Expensing stock options means a company assigns a dollar value to the shares that employees are given the option to buy. A company would then recognize that dollar value as an expense it paid. A number of shareowner resolutions filed by SRI advocates and others this year ask companies to expense stock options.

One of the strengths of Mr. Batstone's style is that he backs up his suggestions with concise and concrete examples. In this instance, he cites the July 2002 decision by Coca-Cola (ticker: KO) to voluntarily expense options. Without bogging down his narrative trajectory, he explains that Coca-Cola valued the shares by asking multiple investment banks to place bids on the options. Those bids were used to calculate an average value for the shares.

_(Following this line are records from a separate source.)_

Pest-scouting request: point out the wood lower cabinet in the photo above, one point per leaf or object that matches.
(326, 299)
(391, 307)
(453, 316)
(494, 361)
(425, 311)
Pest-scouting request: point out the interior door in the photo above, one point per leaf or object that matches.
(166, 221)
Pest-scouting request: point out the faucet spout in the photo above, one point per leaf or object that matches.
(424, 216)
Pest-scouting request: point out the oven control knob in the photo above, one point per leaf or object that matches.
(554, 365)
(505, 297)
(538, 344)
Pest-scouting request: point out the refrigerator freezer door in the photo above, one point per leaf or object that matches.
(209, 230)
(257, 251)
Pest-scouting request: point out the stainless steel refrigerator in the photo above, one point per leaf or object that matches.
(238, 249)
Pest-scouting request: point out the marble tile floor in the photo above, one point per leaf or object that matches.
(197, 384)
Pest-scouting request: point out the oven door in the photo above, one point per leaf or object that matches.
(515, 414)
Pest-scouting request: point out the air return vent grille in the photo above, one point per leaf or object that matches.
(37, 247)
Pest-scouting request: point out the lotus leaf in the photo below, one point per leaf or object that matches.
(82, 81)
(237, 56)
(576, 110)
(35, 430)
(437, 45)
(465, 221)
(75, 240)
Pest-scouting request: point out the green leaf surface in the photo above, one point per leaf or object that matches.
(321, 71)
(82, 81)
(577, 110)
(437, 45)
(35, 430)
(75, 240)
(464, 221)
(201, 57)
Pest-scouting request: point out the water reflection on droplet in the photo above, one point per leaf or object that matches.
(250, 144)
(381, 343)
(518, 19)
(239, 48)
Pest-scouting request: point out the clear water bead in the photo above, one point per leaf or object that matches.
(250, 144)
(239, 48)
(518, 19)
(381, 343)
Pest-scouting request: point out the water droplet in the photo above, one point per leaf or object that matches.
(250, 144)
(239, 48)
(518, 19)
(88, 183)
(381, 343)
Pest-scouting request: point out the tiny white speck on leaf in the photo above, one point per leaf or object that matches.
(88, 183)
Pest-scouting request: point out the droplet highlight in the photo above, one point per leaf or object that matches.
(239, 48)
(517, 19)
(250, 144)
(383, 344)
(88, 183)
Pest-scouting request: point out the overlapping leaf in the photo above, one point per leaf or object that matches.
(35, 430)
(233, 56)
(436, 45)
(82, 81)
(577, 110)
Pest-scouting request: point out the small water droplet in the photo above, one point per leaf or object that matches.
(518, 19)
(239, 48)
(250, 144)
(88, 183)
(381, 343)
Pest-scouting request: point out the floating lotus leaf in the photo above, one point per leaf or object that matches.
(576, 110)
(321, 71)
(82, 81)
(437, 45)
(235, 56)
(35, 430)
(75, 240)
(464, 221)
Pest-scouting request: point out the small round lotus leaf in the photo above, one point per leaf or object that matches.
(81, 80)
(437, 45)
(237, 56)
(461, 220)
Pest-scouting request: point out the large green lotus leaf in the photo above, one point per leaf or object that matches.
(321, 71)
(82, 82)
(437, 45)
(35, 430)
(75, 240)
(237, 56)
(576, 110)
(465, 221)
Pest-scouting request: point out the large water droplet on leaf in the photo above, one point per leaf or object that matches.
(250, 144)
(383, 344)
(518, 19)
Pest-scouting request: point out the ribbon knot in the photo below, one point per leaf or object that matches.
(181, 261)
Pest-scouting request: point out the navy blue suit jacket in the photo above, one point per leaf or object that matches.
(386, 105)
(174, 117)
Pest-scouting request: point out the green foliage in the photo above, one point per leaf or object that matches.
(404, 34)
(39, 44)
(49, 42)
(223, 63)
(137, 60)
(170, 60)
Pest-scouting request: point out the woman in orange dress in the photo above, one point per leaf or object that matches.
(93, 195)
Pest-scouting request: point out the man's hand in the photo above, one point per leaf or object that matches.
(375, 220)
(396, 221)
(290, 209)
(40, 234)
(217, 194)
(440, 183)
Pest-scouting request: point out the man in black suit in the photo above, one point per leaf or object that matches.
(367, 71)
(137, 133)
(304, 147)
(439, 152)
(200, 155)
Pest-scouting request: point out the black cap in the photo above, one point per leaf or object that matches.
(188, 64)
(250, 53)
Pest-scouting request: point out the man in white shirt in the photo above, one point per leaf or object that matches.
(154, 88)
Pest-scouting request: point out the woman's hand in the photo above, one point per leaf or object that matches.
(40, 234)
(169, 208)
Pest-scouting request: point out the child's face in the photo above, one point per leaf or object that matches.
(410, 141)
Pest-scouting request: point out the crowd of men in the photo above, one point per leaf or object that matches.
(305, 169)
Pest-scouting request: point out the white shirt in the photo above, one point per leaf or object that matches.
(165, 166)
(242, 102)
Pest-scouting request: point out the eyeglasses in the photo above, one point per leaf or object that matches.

Mr. Batstone's other suggestions similarly mirror requests made in numerous shareowner resolutions, such as those calling for independent directors and for splitting the role of CEO and board chair. Mr. Batstone calls the New York Stock Exchange's proposal to require listed companies to have at least half of their board members be independent "too tepid," but he does not stop there.

"Shareholders ought to have the right to nominate a slate of truly independent directors," he writes, echoing a measure the SRI community is currently promoting. "Surely large institutional investors--above all pension funds--would be eager to put forward the highest-quality individuals who would help to maximize company performance."

Mr. Batstone also deals directly with shareowner resolutions, advocating that shareowners should have more voice in corporate governance, in accordance with democratic ideals. He cites the example of Bristol-Myers Squibb (BMY), which has ignored the results of a resolution calling for annual board elections. The resolution has won a majority of votes for six consecutive years, including support from 69 percent of voting shareowners in 2002.

"Here's a modest proposal: shareholder resolutions that pass by 60 percent of the shares cast for two consecutive years should be binding," suggests Mr. Batstone.

Examples and recommendations such as these abound in the book, multiplying the eight principles into scores of relevant suggestions for infusing corporations with "soul." Quotation marks surround the term because it is extraneous to Mr. Batstone's argument. Those who agree that the corporate soul can be salvaged will find the recommendations particularly convincing, but skeptics of this notion will also find the book's argument compelling.

Looking past the book's call for the acknowledgement of a spiritual underpinning to corporate activity, the eight principles and their corollaries still function as a pragmatic blueprint for corporate reform.